Never one to mince words, Hueber communicated his doubts to Rowell.
"I talked to him and told him, you know, it's going to be hard to play with the style of offense we're playing if you're going to be 270 pounds," Hueber said Friday.
It was a conversation the Pitt staff had with several players and recruits when Chryst was hired in December 2011, and some, understandably, decided to pursue their futures elsewhere.
But not Rowell. The Central Dauphin product consulted with some close friends, as well as former Pitt offensive line coach Tony Wise, and took the conversation with Hueber as a challenge.
"I knew I could do it," Rowell said Friday. "If Coach wanted me to gain some weight, I had to gain some weight and put in the time in the weight room and study the new offense. And I did it."
Rowell didn't just gain weight. Yes, he's up to 305 pounds now, but the redshirt sophomore has done more than just put on an extra 35 pounds in the last 20 months.
"He's done everything he could do to put him in a position to compete and (have) a chance to run with the one's," Hueber said. "He's a testament to hard work and really heeding what the coaches say to you."
The payoff to that work came Friday during Pitt's scrimmage. After spending the first nine days of training camp as the backup to redshirt freshman Gabe Roberts - who is listed at 6'5" and 295 pounds - Rowell was moved up to the first team Friday and worked the entire scrimmage as the starting center.
"It felt good to finally run with the one's full-time," Rowell said. "I worked hard in the offseason and the summer and working with the rest of the guys throughout training camp. But really, you win jobs when you put the pads on and it's not over yet, but I'm coming closer."
The competition at center is not over yet. While Rowell has, by some accounts, played as well as Roberts - and, in some instances, played better - in training camp, the coaches coveted Roberts quite a bit as a recruit and like his size.

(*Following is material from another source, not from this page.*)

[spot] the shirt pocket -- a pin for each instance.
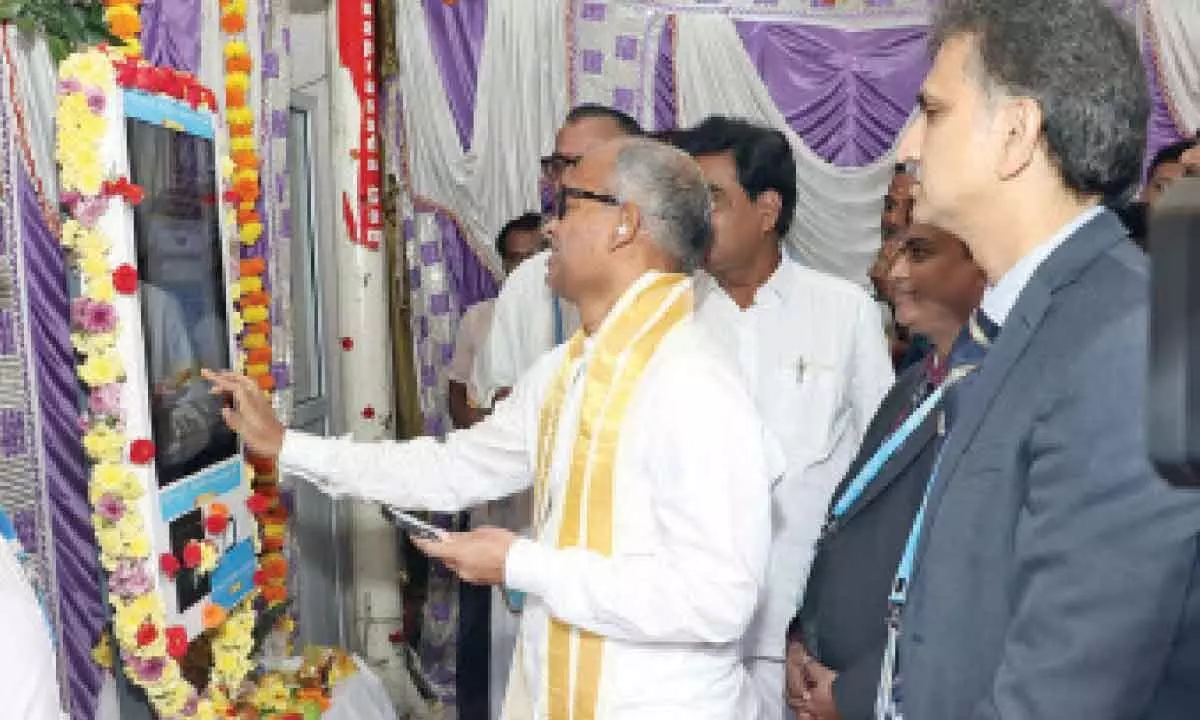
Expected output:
(808, 408)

"Gabe's big, and he's got a chance to be a real physical player," Hueber said. "Artie bends a bit better, probably runs a little better for some of the stuff that we're doing."
The desire for size as well as the natural affinity for a targeted recruit - this Pitt staff recruited Roberts; it inherited Rowell - could shift the balance toward Roberts as the season opener against Florida State on Sept. 2 at Heinz Field draws near, but if Rowell continues his strong play into the final week of training camp, he can make the decision a difficult one.

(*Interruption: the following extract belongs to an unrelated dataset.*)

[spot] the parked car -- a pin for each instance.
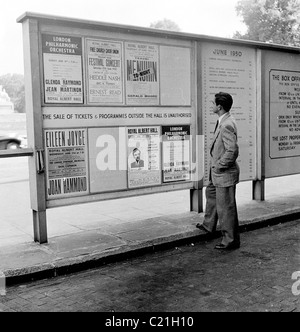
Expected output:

Still, it's not the prospect of a single day of first-team work that drove Rowell to stay at Pitt, even after his position coach seemed to intimate that he might be better served by playing at another school. It was the drive to meet the challenge, and Rowell has shown that his drive is big enough to meet the coaches' standards.
"When adversity hits you, what are you going to do? Are you going to run away from it? Or are you going to stand up to it and fight it?"